Skinner carefully studied how the regime intermittent, or partial, reinforcements affects operant behavior. Although many different modes of reinforcement are possible, they can all be classified according to two main parameters: 1) reinforcement can only take place after a certain or random time interval has elapsed since the previous reinforcement (the so-called mode temporary reinforcements); 2) reinforcement can take place only after a certain or random number of reactions(mode proportional reinforcement). According to these two parameters, four main modes of reinforcement are distinguished.

1. Constant Ratio Reinforcement Mode(PS). In this mode, the body is reinforced by the presence of a predetermined or "constant" number of appropriate reactions. This mode is universal in everyday life and plays a significant role in the control of behavior. In many industries, employees are paid partly or even exclusively according to the number of units they produce or sell. In the industry, this system is known as the unit charge. The PS mode usually sets an extremely high operant level, since the more often the organism reacts, the more reinforcement it receives.

2. Regular Interval Reinforcement Mode(PI). In a constant interval reinforcement regimen, the organism is reinforced after a fixed or "constant" time interval has elapsed since the previous reinforcement. At the individual level, the PI regime is valid when paid for work done in an hour, a week, or a month. Similarly, a weekly allowance of pocket money to a child forms a PI form of reinforcement.

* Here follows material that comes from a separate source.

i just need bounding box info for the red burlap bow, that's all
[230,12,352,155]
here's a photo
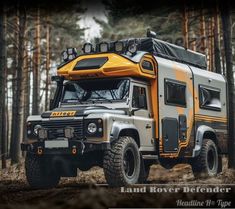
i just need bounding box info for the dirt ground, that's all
[0,158,235,209]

Universities generally operate under the Temporary Regime of the PI. Examinations are set on a regular basis and academic progress reports are issued on time. Curiously, the PI mode gives a low response rate immediately after reinforcements are received - a phenomenon called pause after reinforcement. This is indicative of students who have difficulty learning in the middle of the semester (assuming they passed the exam well), as the next exam will not be soon. They literally take a break from learning.

3. Variable Ratio Reinforcement Mode(Sun). In this mode, the body is reinforced on the basis of some predetermined number of reactions on average. Perhaps the most dramatic illustration of the behavior of a person under the control of the BC regime is addictive gambling. Consider the actions of a person playing a slot machine, where you need to lower a coin or draw a prize with a special handle. These machines are programmed in such a way that the reinforcement (money) is distributed according to the number of attempts the person pays for to operate the crank. However, the winnings are unpredictable, inconsistent and rarely allow you to get more than what the player has invested. This explains the fact why casino owners receive significantly more reinforcements than their regular customers. Further, the extinction of the behavior acquired in accordance with the BC regimen occurs very slowly, since the body does not know exactly when the next reinforcement will be. Thus, the player is forced to drop coins into the slot of the machine, despite an insignificant gain (or even loss), in full confidence that next time he will “hit the jackpot”. Such persistence is typical of behavior induced by the VS regime.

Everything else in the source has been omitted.